I think earlier versions of the text did not. They did however have the surviving claim that:
Lazy imports eliminate the common need for TYPE_CHECKING guards.
I pointed out that this was in contradiction with lazy_imports=none because the TYPE_CHECKING blocks are commonly used in libraries to avoid circular imports for typing-only imports. At the time some text was added to the PEP to the effect of “don’t expect lazy_imports=none to work with any libraries” but I don’t see where that text is now. It seemed obvious to me that lazy_imports=none would become unusable as soon as any libraries adopted lazy imports.
As long as -X lazy_imports=none exists, I’m reluctant to port existing forms of deferred imports to lazy import knowing that I would be slowing down or breaking anyone who uses -X lazy_imports=none.
Quick use case: When moving over to using lazy imports (via __lazy_modules__), it’s really handy to set -X lazy_imports=none to disable the usage of lazy imports and see if it is working (such as comparing with -X importtime). Without some way to disable all lazy imports, it’s harder to tell if it’s working. (in 3.15.0a7, none doesn’t affect __lazy_modules__, so I’m working around this by deleting all __lazy_modules__, which is easy to do because I’m in git and this is the thing I’m adding).

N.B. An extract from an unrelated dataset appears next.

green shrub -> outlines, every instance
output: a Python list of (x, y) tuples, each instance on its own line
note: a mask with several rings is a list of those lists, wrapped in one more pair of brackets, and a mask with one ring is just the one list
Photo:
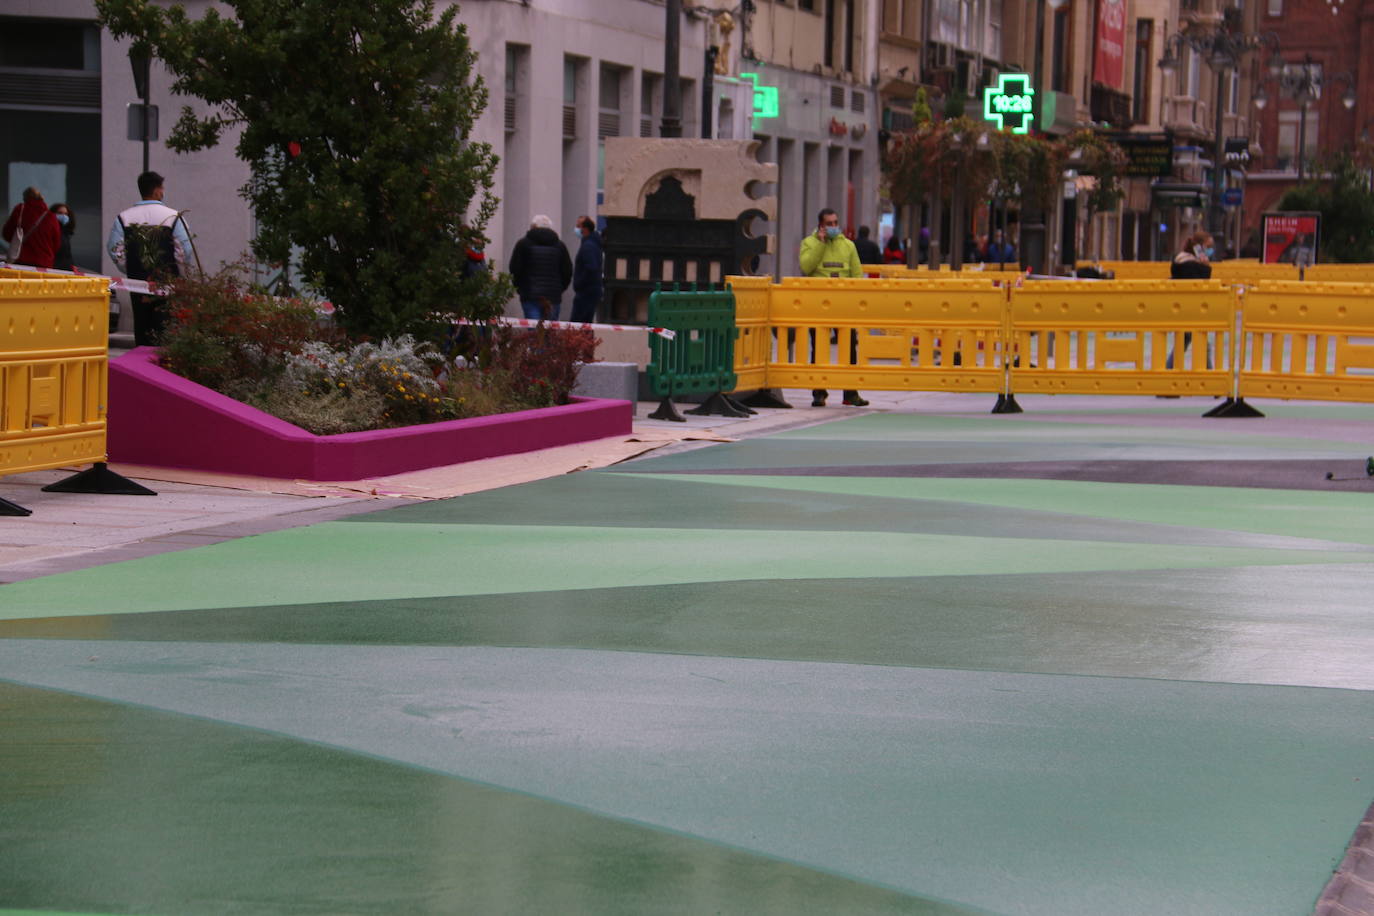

Honestly, I’d be fine with the opposite: none (or some new term) disabling __lazy_modules__ and not the explicit syntax. You can use the explicit syntax to make a circular import safe, but you can’t use __lazy_modules__ to do that, and the standard library can use the lazy syntax, keeping it lazy. And I expect “slowly break” is much more applicable for __lazy_modules__, since most libraries will be using that for 3-5 years.